Date: Tue, 25 May 1999 13:05:56 -0400
From: Russ <Russ.Cooper@RC.ON.CA>
To: NTBUGTRAQ@LISTSERV.NTBUGTRAQ.COM
Subject: Security Leak with IBM Netfinity Remote Control Software

On May 10th, 1999, Thomas Krug reported to NTBugtraq;

>Hi,
>
>I found a method to run programs like regedit and user manager with
>admin right using the above tool. The following testscenario has
>been used:
>
>PC with Windows NT Workstation in a Domain
>Registry has been secured (especially HKLM)
>The User has no local admin rights and is in no admin group.
>The execution of regedit and regedt32 has been forbidden by system
>policy.
>
>When running the Netfinity Client and starting the process manager
>(view, close and execute processes) and run for instance
>regedit.exe or musrmgr.exe the programs run under the user
>configured with the netfinity service, either the system account
>or an admin.
>
>Thomas

After an incredibly difficult journey through the labyrinth of IBM's
support groups, I finally spoke to a Ted McDaniels who, reportedly, was
responsible for support of the IBM Netfinity RCS.

After explaining Tom's issues with the product, Ted acknowledged that
IBM Netfinity RCS was "built with very little security in mind". He also
expressed doubt that any "fix" might be made to it to give it even the
most rudimentary NT security understandings.

IBM did promise to send some sort of explanation to NTBugtraq regarding
Thomas' findings, however, Ted has now gone on vacation and we're left
with nothing from them.

Can you detect how disappointed I am with IBM's reaction and handling of
this issue?

Thomas' company was in the process of ripping out IBM Netfinity RCS when
he originally submitted the issue, and all indications are that anyone
using IBM Netfinity RCS, or considering using it, should do the same.

Bottom line, there is no way to control what a user can or cannot do
with the "Process Manager" component of IBM Netfinity RCS, and clearly
they are able to usurp all other controls you might have placed on your
NT environment should the product be present.

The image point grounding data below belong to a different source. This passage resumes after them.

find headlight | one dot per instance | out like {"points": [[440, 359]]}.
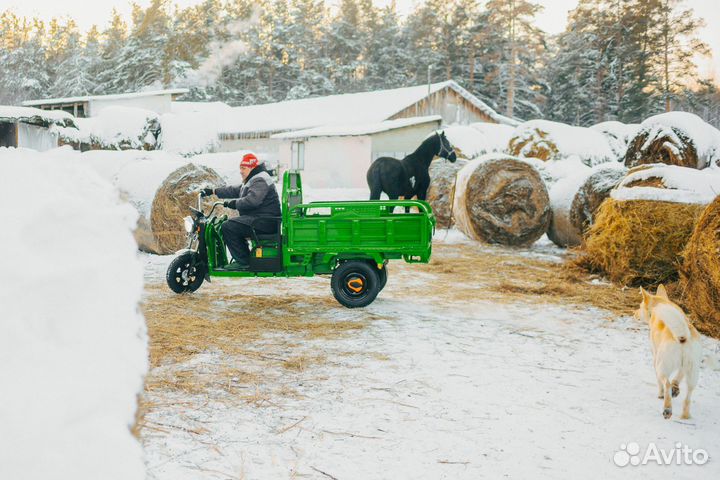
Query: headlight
{"points": [[188, 224]]}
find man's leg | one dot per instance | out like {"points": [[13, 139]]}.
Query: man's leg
{"points": [[234, 235]]}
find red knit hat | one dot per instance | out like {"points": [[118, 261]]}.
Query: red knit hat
{"points": [[249, 160]]}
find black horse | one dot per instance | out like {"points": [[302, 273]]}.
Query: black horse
{"points": [[408, 177]]}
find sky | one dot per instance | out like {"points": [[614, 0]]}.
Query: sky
{"points": [[552, 19]]}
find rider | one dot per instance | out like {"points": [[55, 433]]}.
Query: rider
{"points": [[255, 199]]}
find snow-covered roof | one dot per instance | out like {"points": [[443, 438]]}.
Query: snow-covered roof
{"points": [[200, 107], [359, 129], [35, 116], [356, 108], [118, 96]]}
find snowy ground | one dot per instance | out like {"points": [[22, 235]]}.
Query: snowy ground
{"points": [[431, 387]]}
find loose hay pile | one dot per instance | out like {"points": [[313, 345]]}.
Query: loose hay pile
{"points": [[700, 273], [501, 199], [590, 196], [639, 242], [676, 138], [441, 190]]}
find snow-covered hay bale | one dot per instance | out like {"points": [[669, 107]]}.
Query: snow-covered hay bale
{"points": [[675, 138], [163, 232], [550, 141], [562, 231], [73, 345], [591, 194], [501, 199], [618, 135], [442, 188], [700, 272]]}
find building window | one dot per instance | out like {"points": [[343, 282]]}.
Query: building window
{"points": [[297, 155]]}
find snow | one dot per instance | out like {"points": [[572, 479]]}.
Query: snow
{"points": [[439, 389], [73, 345], [618, 135], [362, 108], [359, 129], [591, 146], [118, 96], [704, 136], [116, 127], [36, 116], [682, 184]]}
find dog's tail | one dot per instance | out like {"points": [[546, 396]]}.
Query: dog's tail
{"points": [[678, 327]]}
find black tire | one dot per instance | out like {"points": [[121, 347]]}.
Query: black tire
{"points": [[382, 277], [181, 278], [355, 284]]}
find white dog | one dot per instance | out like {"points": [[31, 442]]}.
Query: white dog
{"points": [[676, 347]]}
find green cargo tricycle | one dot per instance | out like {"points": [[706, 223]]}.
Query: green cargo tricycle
{"points": [[350, 240]]}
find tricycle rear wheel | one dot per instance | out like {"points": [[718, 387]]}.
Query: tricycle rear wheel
{"points": [[355, 284], [185, 273]]}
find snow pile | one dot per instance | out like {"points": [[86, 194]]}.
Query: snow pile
{"points": [[495, 136], [192, 127], [552, 141], [35, 116], [73, 345], [117, 128], [679, 129], [618, 135], [670, 183], [478, 138]]}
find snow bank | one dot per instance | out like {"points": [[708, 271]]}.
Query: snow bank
{"points": [[479, 138], [116, 128], [192, 127], [704, 137], [73, 345], [560, 142], [678, 185], [36, 116]]}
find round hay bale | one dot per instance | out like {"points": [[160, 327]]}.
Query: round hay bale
{"points": [[562, 231], [534, 143], [170, 204], [590, 195], [442, 187], [501, 200], [700, 273], [675, 138], [639, 242]]}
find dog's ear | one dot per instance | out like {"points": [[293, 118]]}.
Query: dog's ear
{"points": [[646, 296]]}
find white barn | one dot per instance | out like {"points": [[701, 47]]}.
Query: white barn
{"points": [[319, 134], [31, 128], [158, 101], [339, 156]]}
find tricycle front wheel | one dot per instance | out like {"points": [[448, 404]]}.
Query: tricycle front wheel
{"points": [[185, 273], [355, 284]]}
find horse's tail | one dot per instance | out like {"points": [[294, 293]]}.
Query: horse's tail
{"points": [[374, 180]]}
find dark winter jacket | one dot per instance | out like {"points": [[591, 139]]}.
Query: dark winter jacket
{"points": [[256, 198]]}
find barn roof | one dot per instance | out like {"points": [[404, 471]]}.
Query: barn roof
{"points": [[35, 116], [356, 108], [359, 129], [118, 96]]}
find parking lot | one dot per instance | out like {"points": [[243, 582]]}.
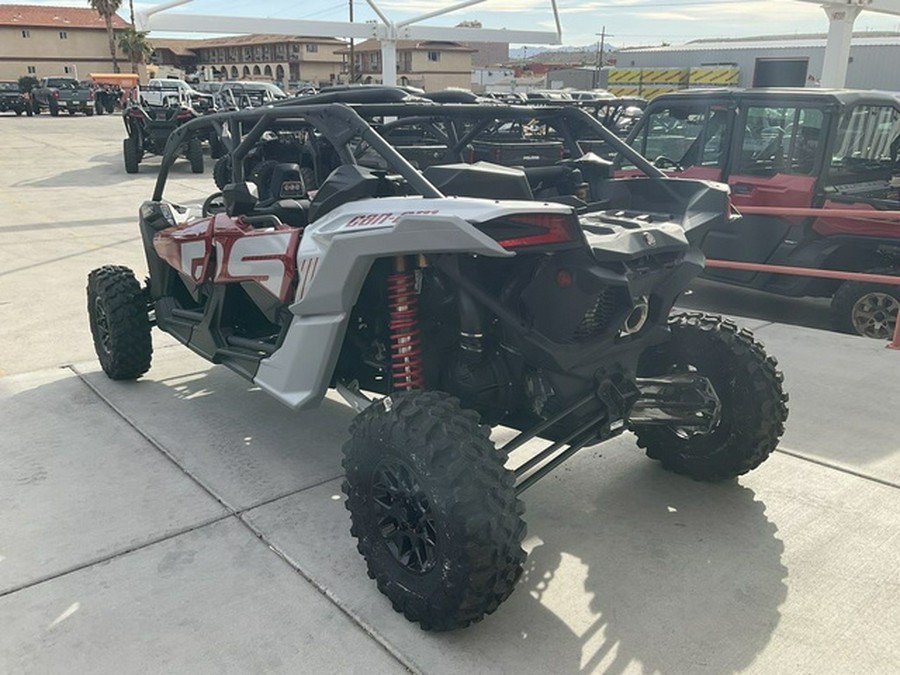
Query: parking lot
{"points": [[187, 523]]}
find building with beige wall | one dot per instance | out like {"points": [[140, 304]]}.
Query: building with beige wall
{"points": [[44, 41], [276, 58], [431, 65]]}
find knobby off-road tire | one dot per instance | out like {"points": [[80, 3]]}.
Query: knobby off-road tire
{"points": [[749, 387], [120, 325], [132, 154], [433, 509], [195, 155], [866, 309]]}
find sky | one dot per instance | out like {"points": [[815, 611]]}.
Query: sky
{"points": [[627, 22]]}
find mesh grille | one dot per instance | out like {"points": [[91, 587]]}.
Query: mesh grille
{"points": [[597, 318]]}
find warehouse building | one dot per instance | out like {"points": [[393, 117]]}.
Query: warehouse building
{"points": [[780, 61]]}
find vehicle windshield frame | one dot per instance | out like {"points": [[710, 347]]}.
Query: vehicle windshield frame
{"points": [[339, 123], [846, 169]]}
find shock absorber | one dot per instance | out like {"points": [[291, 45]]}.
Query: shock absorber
{"points": [[407, 371]]}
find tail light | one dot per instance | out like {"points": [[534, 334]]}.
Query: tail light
{"points": [[524, 230]]}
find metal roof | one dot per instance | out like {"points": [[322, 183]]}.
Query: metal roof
{"points": [[841, 96], [786, 43]]}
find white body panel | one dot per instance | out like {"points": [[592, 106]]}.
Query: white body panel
{"points": [[335, 256]]}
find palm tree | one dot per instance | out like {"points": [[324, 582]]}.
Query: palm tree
{"points": [[134, 44], [107, 9]]}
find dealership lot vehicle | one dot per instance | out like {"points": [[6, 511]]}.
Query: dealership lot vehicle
{"points": [[459, 313], [13, 100], [794, 148], [54, 94]]}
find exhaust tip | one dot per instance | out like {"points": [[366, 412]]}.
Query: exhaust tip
{"points": [[636, 318]]}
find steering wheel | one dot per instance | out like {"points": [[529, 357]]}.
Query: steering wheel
{"points": [[663, 162], [214, 204]]}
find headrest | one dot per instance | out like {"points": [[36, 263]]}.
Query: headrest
{"points": [[240, 198]]}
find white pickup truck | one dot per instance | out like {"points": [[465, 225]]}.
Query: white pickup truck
{"points": [[166, 92]]}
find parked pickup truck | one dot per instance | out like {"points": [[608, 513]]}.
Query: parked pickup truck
{"points": [[11, 99], [167, 92], [62, 93]]}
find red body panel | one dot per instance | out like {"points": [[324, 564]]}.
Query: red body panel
{"points": [[223, 249], [783, 190], [869, 228]]}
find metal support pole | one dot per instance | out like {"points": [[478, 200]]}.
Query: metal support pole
{"points": [[352, 51], [837, 50], [389, 62]]}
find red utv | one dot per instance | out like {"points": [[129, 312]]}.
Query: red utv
{"points": [[793, 148]]}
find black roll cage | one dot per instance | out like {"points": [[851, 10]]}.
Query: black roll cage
{"points": [[340, 122]]}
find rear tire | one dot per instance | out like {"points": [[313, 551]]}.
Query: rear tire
{"points": [[132, 154], [866, 309], [195, 155], [120, 324], [433, 509], [749, 387]]}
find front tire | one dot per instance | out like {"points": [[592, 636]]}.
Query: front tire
{"points": [[120, 324], [749, 387], [866, 309], [433, 509]]}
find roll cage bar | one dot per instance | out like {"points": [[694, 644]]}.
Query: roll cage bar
{"points": [[340, 122]]}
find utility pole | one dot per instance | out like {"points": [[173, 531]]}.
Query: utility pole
{"points": [[601, 46], [352, 57]]}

The service *must* be run
as either SYSTEM or ADMINISTRATOR.

If anyone has found a way to avoid the *HUGE SECURITY HOLE* this product
creates in an NT environment, please let us know.

Cheers,
Russ - NTBugtraq Editor

--------------------------------------------------------------------------

Date: Wed, 9 Jun 1999 18:10:03 -0400
From: haith@US.IBM.COM
To: NTBUGTRAQ@LISTSERV.NTBUGTRAQ.COM
Subject: IBM's response to "Security Leak with IBM Netfinity Remote Control Software"

We at IBM have assessed this posting and have identified a choice of actions
that can be taken to avoid this scenario.  Nonetheless, we believe it is in the
best interest of our customers to provide a patch in the form of a single
downloadable file to eliminate this problem.  The patch will be made available
in two weeks.

In the interim, the following precautionary options can be taken to avoid the
scenario described in your posting:

*    Set the NT file-level permission on the entire WNETFIN directory (use LIST)
 to prevent the local user from executing any of the Netfinity Manager Services
 locally.

*    Restrict access to Netfinity Manager Services such as Process Manager and
 Remote Session via Netfinity Security Manager.

*    Start the support program service within a userid that is not an
 administrator in order to provide the audit capability.

*    Install Netfinity Manager code on administrator machines only and Client
 Services for Netfinity Manager on the general user population, thus limiting
 ability to use Process Manager and Remote Session to the administrators.

*    Modify the INSTALL.INI to prevent Process Manager and Remote Session to be
 installed.

Thanks again for bringing this information to our attention.